ALEKSEEV, Michajl Vasil'evič in "Enciclopedia Italiana" - Treccani - Treccani

ALEKSEEV, Michajl Vasil'evič

Enciclopedia Italiana (1929)

ALEKSEEV, Michajl Vasil'evič

Adriano Alberti

Generale russo, n. il 3 nov. 1857, m. il 9 ott. 1918 a Ekaterinodar. Partecipò alla guerra del 1877 come subalterno; seguì poi la carriera dello stato maggiore. Nella guerra di Manciuria (1904-05) fu quartiermastro generale e dopo la battaglia di Mukden, cioè ad operazioni ultimate, capo di Stato maggiore della 3a armata. Allo scoppio della guerra mondiale egli venne nominato capo di Stato maggiore del generale Ivanov, comandante della fronte (gruppo d'eserciti) sud-ovest ed a lui risale principalmente il merito dei successi riportati contro gli Austriaci. Nell'aprile del 1915, l'Alekseev fu promosso comandante della fronte nord-ovest, che aveva sino allora subìto i grandi rovesci di Tannenberg e di Augustov: egli comandò tale gruppo di armate nel periodo in cui la grande offensiva dei Tedeschi obbligò i Russi a ritirarsi dalla Polonia. Egli mantenne alto il prestigio che aveva presso l'esercito, tanto che nell'autunno 1915. quando già il granduca Nicola non era più comandante in capo e il comando supremo dell'esercito era stato assunto dallo zar, egli fu nominato capo di Stato maggiore dell'esercito. Tenne tale carica sino dopo l'abdicazione dello zar, con un intervallo dal 18 novembre 1916 al 5 marzo 1917, durante il quale fu in licenza in Crimea per grave malattia. Ritornò pochi giorni prima dello scoppio della rivoluzione. Stabilito il governo provvisorio, con Kerenskij ministro prima della Giustizia e poi, dal 15 maggio 1917, della Guerra, l'A. fu nominato comandante in capo dell'esercito: egli però, in una riunione dei comandanti delle fronti e dei membri del governo (avvenuta il 17 maggio), fece recisamente presente la necessità che il governo ponesse fine alla sua opera distruggitrice d'ogni disciplina. In conseguenza di tale fermo e patriottico contegno l'A. fu nel giugno, su richiesta del soviet, esonerato dalla carica. I suoi tentativi nel 1918 di organizzare la resistenza contro i bolscevichi nella Russia sud-orientale furono troncati dalla morte.

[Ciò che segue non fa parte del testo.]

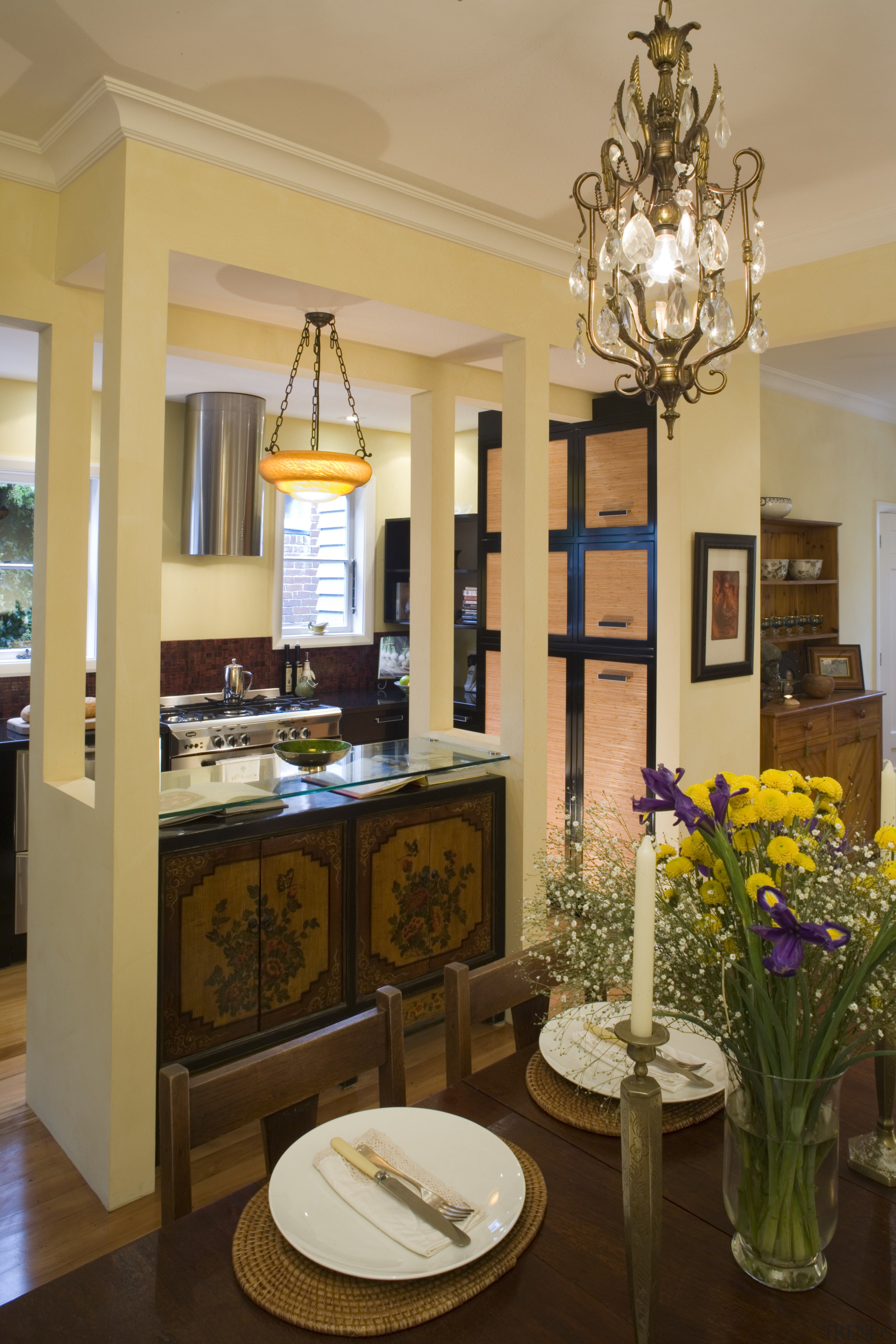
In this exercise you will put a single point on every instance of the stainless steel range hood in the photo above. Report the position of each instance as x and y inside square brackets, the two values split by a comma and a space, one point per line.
[224, 494]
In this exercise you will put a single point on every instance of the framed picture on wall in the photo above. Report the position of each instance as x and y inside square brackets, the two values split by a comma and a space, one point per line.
[843, 662]
[724, 603]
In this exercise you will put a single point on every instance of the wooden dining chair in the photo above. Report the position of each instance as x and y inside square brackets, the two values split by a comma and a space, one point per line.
[477, 995]
[279, 1086]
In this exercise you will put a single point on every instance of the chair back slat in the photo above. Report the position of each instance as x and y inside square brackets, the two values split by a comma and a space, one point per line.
[225, 1099]
[279, 1086]
[479, 995]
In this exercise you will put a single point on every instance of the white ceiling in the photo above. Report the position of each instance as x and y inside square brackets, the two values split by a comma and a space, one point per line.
[496, 104]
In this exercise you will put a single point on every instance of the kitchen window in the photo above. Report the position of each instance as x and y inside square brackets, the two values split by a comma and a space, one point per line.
[324, 572]
[16, 572]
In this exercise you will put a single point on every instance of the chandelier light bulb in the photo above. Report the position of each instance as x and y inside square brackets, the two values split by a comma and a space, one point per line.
[664, 259]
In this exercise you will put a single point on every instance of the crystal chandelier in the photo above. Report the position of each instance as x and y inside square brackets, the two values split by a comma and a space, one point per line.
[667, 246]
[316, 475]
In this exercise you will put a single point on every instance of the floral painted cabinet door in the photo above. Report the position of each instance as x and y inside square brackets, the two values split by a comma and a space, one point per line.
[210, 948]
[301, 953]
[426, 890]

Come capo di Stato maggiore dell'esercito, l'A. ebbe per oltre un anno e mezzo la direzione delle operazioni militari dell'esercito russo: preparò l'offensiva del giugno 1916 (eseguita dal Brusilov) che condusse l'Austria e gli imperi centrali sull'orlo della rovina. Il rimprovero rivolto dagli scrittori francesi alla Russia, e precisamente all'A., di non avere aiutato in tempo la Romania, non è giustificato, perché la Russia aveva soddisfatto agli obblighi della convenzione militare in base alla quale un solo corpo d'armata russo doveva essere fornito alla Romania, e sarebbe stato destinato a combattere contro i Bulgari. La disfatta dell'esercito romeno fu causata dal ritardo della Romania, che dichiarò la guerra quando ormai l'offensiva russa del Brusilov era stata arrestata e quindi sulla fronte orientale gli Austro-tedeschi avevano le mani libere: inoltre l'esercito romeno era deficiente non solo per materiali e per istruzione, ma secondo il Gurko (Memorie della guerra e rivoluzione russa, 1914-1917, Roma 1923) anche per insufficienza nel corpo degli ufficiali. Il generale A. aveva anzi previsto che la Romania avrebbe avuto una troppo grande estensione di confine da difendere e aveva proposto di dare la fronte di Transilvania ai Russi e di abbandonare la Valacchia sino ad occidente di Bucarest, per avere libere parte delle truppe per operazioni offensive: questi consigli non furono seguiti dalla Romania per motivi politici, ma essi avrebbero messo l'esercito romeno in condizioni vantaggiose per la difficile lotta.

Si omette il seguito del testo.